Les gens disent que les mots blessent mais c’est parce qu’ils ne sont jamais pris de tarte dans la gueule

Chris Rock

Chris Rock ironise en parlant de "son audition retrouvée" après la violence du coup. "Oui, cette merde s’est bien produite", insiste-t-il, estimant que même dans un film personne n’aurait cru ça possible. Mais jamais il ne nommera Will Smith, contrairement à d’autres personnalités qu’il ne va pas épargner. Il cite Amber Heard à deux reprises, assurant qu’il faut "croire toutes les femmes sauf elle".
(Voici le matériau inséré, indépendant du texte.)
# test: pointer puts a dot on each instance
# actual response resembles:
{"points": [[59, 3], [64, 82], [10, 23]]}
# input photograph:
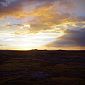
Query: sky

Il explique que si les États-Unis vont mal, c'est la faute d'Hillary Clinton. Puis il dénonce la posture de victime de Meghan Markle, arguant que "ce n’est pas un problème de racisme mais un problème avec sa belle-famille". "Elle n’a pas fait de recherches sur eux sur Google avant ?", s’interroge-t-il en évoquant le passé colonialiste des Windsor. "Même les Noirs veulent savoir à quel point leur bébé sera noir. On veut savoir si on aura un Drake, un Wesley Snipes, un Stephen Curry ou un Lil Nas X", insiste-t-il.

Nous ne pouvons pas afficher ce tweet. Twitter conditionne l'affichage des tweet au dépôt de traceurs “réseaux sociaux” permettant de suivre votre navigation sur nos services. Pour afficher ce post, vous pouvez cliquer sur “paramétrer mes cookies” et accepter les traceurs liés à la finalité “réseaux sociaux”. Sans une telle acc...
[Courte citation de 8% de l'article original]
Loading...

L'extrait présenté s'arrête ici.